Updated: August 31, 2021 06:16 PM
Created: August 31, 2021 04:17 PM
Increasing COVID-19 cases and the surge in the delta variant are leading to an increase in children being hospitalized and have the leaders of children's hospitals pleading with the public to help protect kids from the virus.
Nationally, researchers believe 300 children each day are being hospitalized. In Minnesota, hospital capacity is tightening amid a spike in other respiratory illnesses.
The crunch on the nation's children's hospitals led dozens of CEOs to speak up, signing on to a letter that was published as a full-page advertisement in the New York Times and Los Angeles Times on Sunday.
"We are the safety net for kids in this country," said Dr. Marc Gorelick, CEO of Children's Minnesota, who signed the letter. "Throughout the pandemic, we've had kids in the hospital with COVID."
The letter calls on leaders in the public and private sectors to take steps to protect kids against illness. They advocate getting the COVID-19 vaccine, masking in school and at large gatherings, and social distancing and handwashing. By doing those things, the letter states, children's hospitals will be able to preserve the delicate infrastructure that is currently threatened.
Gorelick said an unprecedented summer surge of respiratory illnesses, like RSV, has capacity severely strained. Children's Minnesota is also treating the most severe cases of COVID-19 in children in the state, averaging five to eight patients at any given time.
"That may sound really small but, when you're already stretched to capacity, that's enough to put an additional strain on things," Gorelick said.
Children's Minnesota is running close to 95% capacity, the highest the hospital system has seen the entire pandemic, Gorelick said.
As fall approaches, Gorelick said the biggest concerns are the school districts that have not adopted widespread masking requirements.
"We're likely to see increases now in COVID, but all those other respiratory viruses there," he said.

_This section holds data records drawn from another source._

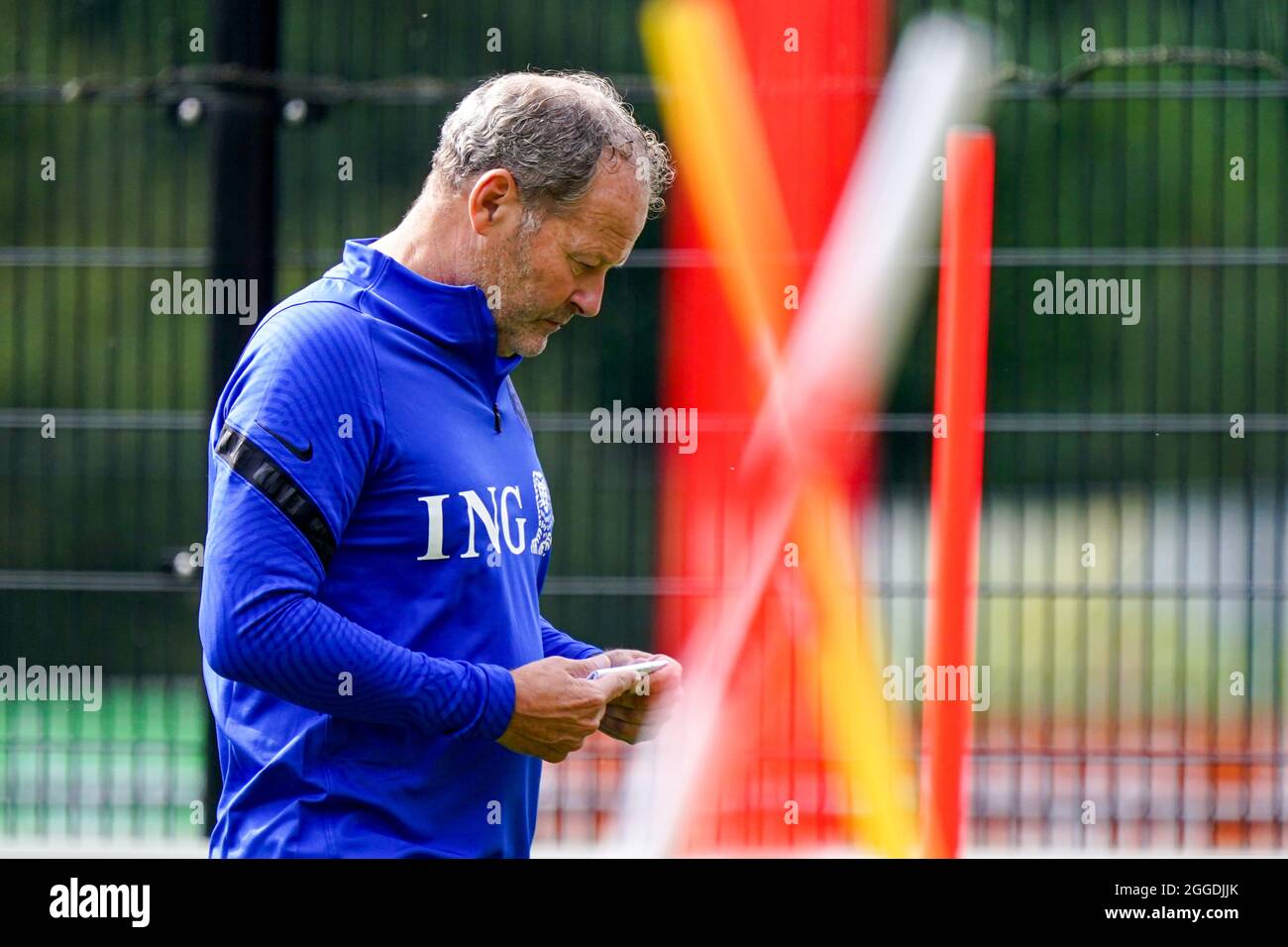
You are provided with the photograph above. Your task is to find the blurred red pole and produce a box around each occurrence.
[921,129,995,858]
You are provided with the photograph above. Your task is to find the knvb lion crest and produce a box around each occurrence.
[532,471,555,556]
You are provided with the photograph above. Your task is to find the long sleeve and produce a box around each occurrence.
[201,304,515,740]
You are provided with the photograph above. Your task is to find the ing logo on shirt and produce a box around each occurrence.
[416,471,554,565]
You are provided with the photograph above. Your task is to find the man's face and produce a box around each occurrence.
[480,162,648,359]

The rise in respiratory illnesses, coupled with limited hospital capacity has parents like Janice Eason worried. Her 15-year-old daughter, Kali, had a double lung transplant at 10 months old and has struggled with complications her entire life.
"She often times will end up in the hospital more than a typical child because of her medical conditions," Eason said. "I'm so fearful. I'm so anxious. The beds are getting filled up."